2. Divide the scatter plot into two by the outcome variable. Have a look at ``facet`` and the visualization lecture if you have trouble.

3. Add marginal distributions and a trendline.

## 3. Data cleaning

Now, we switch the [cirrhosis dataset]('https://raw.githubusercontent.com/Center-for-Health-Data-Science/PythonTsunami/spring2022/Exercise/datasets/cirrhosis.csv').

We will investigate what data is missing and try to impute it.

A word of caution:

Note that imputation is a __complex subject__ and whether it makes sense to do it and the method used highly depend on the data set. Sometimes, the mean of a value across all non-missing observations is a good approximation for the missing value. On the other hand, if you have a column that says whether or not the person was treated with the drug or the placebo we have no good way to guess which treatment the person received. Replacing missing values in this column with the most common value (which is that they did get the drug) will produce extremely __wrong data__ and lead you to __wrong conclusions__. Do not do that!


### 3.0 Load the data

Load in the cirrhosis dataset using one of the two methods you used earlier for the stroke data. Change as well the outcome variable to a type "category".

### 3.1 Missing data

1. Use the pandas method `isnull`.

2. Get the number of missing values per column by calling `sum()` on the result of `isnull`. Which features, i.e. columns have missing values?

3. Make a barplot that shows the number of missing values per column.


### 3.2 Omitting observations with missing values

1. Create a subset in which you omit all patients, i.e. rows, which have missing values in any column. Take care to not overwrite the original dataframe. If you did, you can re-import it.

2. How many observations, i.e. patients, would you be left with if you removed all missing values?

3. How many if you only omit patients where the outcome is missing?


### 3.3 Effects of removing data

We can now have a look at how removing nans effects the data.


1. First, plot the correlation coefficient between all numerical columns in the original cirrhosis dataframe. (Analogous to 2.2).

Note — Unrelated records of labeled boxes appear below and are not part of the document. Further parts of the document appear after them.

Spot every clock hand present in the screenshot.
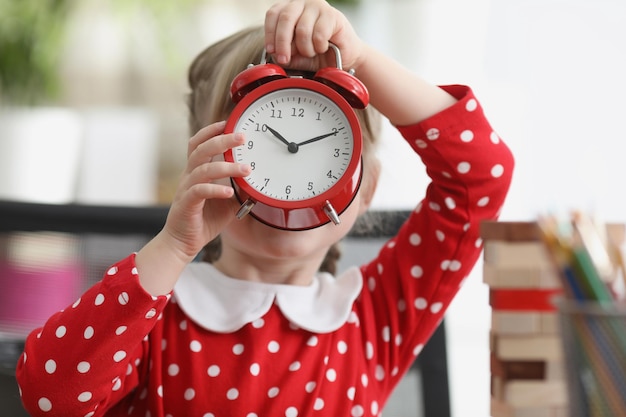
[298,130,339,146]
[264,125,298,153]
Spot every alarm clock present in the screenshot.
[224,44,369,230]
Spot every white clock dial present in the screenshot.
[233,88,354,201]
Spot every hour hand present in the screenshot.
[264,125,298,153]
[298,130,339,146]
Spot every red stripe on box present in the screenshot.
[489,288,563,311]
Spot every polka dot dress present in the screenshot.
[17,86,513,417]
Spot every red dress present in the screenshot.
[17,86,513,417]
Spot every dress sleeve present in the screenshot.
[360,86,514,382]
[16,255,169,417]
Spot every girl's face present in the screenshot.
[215,192,364,285]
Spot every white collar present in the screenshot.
[174,262,363,333]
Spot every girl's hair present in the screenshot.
[188,26,380,274]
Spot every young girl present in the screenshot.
[17,0,513,417]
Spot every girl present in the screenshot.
[17,0,513,417]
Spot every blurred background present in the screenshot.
[0,0,626,416]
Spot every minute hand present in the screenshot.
[298,130,339,146]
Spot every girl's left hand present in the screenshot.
[265,0,364,71]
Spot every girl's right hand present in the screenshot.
[163,121,250,259]
[135,122,250,295]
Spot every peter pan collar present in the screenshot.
[174,262,363,333]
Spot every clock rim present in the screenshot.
[224,77,363,213]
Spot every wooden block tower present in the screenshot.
[481,222,624,417]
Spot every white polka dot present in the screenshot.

2. Now, remake the plot for the subset where you have removed all rows with any missing data. Have the correlations changed?

### 3.4 Imputation

Use the method `fillna()` to impute missing values in the columns **where it makes sense**. Have a look at the documentation: https://pandas.pydata.org/pandas-docs/stable/reference/api/pandas.DataFrame.fillna.html

1. A good way to impute numerical data can be i.e. the mean or median. Calculate the mean for all numerical columns.

2. Perform the imputation.

3. Re-make the barplot from 3.1. to check that it worked.

4. Recalculate correlation coefficients between all numerical columns and show it in a heatmap.